When God creates things, He always creates them perfect; therefore the describing the creation of the world in verse one, then the world as imperfect in verse two is meant to be something that all who understand God's character will "get", namely, that something has happened. The idea that God would create an imperfect mass then "work on it" till He "gets it right" is the pagan idea of cosmogony – and completely blasphemous where the real God is concerned. The natural explanation that any believer would be led to when confronted with the contrast of a God-created world followed by a devastated world is that some major event had happened in between. Indeed, the collocation of these two verses only makes any theological sense when one posits a divine judgment in "the gap" between them. Since we are given absolutely no information in Genesis about the origin of the angels or the rebellion of Satan, it should not come as a complete surprise that neither are we given the "back-story" of the devil's revolt and the subsequent divine judgment on the universe.

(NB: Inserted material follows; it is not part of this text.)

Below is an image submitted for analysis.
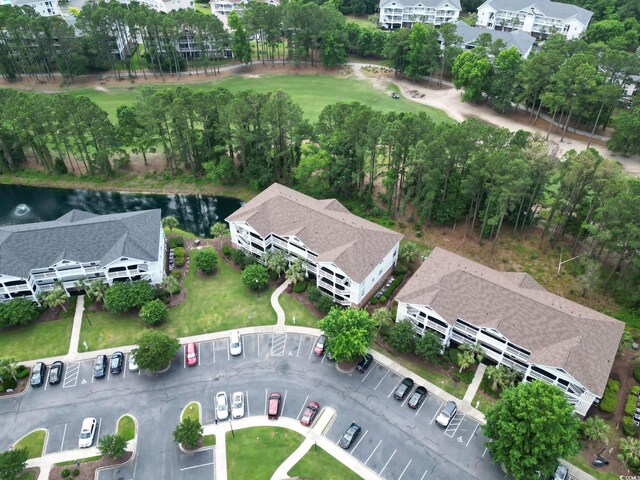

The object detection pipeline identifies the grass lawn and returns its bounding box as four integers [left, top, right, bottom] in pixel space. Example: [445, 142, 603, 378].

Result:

Furthermore, God made the heavens and earth out of nothing in verse one, and in verse two they are already there. If they are there in verse two, then verse two cannot be original creation; it has to be describing a follow on act by the Lord (something unnecessary unless we are talking about a re-construction and re-creation, which we are). And none of these folks who are so apoplectically opposed to the gap has ever deigned to answer the argument about the adversative clause construction that begins verse two. That is very important because, in my opinion, the Hebrew of Genesis 1:2 makes the gap very clear to anyone reading closely in the original language. The fact that English translations miss this is an error on their part, not a virtue, and certainly not an argument.
This is an important teaching, as I say, without the understanding and accepting of which eschatology becomes, for those intent on keeping the blinders on, a closed book in many important respects.